Alexandra Zapruder is the author of Salvaged Pages: Young Writers’ Diaries of the Holocaust (Yale University Press, 2002), which won the National Jewish Book Award in the Holocaust category, and Twenty-Six Seconds: A Personal History of the Zapruder Film (Twelve, 2016), which tells the story of her grandfather’s home movie of President Kennedy’s assassination. In 2015, she completed a second paperback edition and a multimedia edition of Salvaged Pages and, in conjunction with Facing History and Ourselves, published related educational materials designed for middle school and high school teachers. Zapruder also curated a permanent exhibition titled And Still I Write: Young Diarists on War and Genocide, which opened at Holocaust Museum Houston in 2019. Her work has been published in Parade, LitHub, Smithsonian and The New York Times.
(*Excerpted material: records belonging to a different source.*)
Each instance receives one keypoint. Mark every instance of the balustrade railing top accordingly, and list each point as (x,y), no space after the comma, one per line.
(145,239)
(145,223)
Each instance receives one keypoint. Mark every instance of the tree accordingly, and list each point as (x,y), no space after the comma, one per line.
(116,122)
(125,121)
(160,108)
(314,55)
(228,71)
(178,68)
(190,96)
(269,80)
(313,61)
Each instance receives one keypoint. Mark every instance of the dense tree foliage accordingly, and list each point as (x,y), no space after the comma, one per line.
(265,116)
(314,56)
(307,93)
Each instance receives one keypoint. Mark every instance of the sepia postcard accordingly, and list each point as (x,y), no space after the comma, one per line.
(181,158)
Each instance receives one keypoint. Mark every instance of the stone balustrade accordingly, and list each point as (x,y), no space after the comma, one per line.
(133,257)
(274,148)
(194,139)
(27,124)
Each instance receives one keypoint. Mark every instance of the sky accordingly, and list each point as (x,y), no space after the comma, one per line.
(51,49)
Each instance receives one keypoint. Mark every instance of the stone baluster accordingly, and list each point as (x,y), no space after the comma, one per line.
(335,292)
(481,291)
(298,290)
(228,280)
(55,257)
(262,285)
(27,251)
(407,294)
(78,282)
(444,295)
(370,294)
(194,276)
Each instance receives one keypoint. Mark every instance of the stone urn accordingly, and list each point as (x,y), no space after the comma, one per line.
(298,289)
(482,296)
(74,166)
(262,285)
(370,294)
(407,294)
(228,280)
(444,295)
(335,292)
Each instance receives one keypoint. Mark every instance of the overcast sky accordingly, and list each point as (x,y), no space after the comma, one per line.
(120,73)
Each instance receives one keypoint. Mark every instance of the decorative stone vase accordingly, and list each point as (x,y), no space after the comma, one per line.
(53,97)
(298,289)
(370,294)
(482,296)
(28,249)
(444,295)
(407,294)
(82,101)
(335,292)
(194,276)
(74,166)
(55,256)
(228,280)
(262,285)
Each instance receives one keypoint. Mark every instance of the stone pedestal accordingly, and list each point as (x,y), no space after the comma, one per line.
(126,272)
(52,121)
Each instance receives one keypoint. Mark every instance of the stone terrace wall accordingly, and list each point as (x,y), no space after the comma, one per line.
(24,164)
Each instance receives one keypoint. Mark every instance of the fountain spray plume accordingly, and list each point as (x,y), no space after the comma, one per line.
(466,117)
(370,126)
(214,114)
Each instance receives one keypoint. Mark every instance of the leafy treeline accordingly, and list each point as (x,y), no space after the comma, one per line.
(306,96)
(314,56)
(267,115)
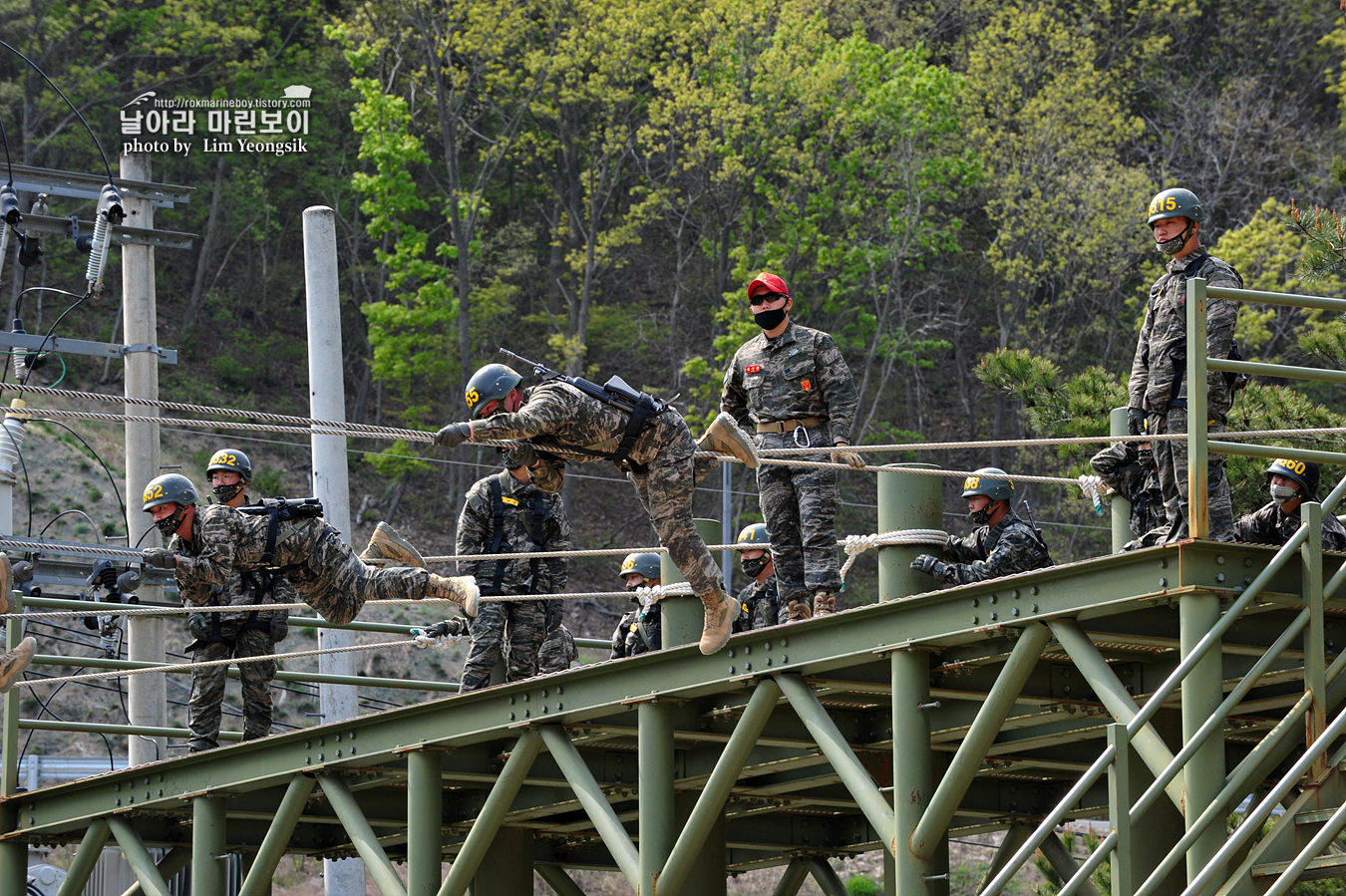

Zapruder began her career as a member of the founding staff of the United States Holocaust Memorial Museum in Washington, DC. A graduate of Smith College, she served on the curatorial team for the museum’s exhibition for young visitors, Remember the Children, Daniel’s Story. She earned her EdM in Education at Harvard University in 1995. Currently, Alexandra serves as the Education Director of The Defiant Requiem Foundation. She also sits on the Board of Directors for the Educators’ Institute for Human Rights (EIHR), a nonprofit that develops partnerships with teachers in post-conflict countries to provide training in best practices on human rights, genocide prevention and Holocaust education.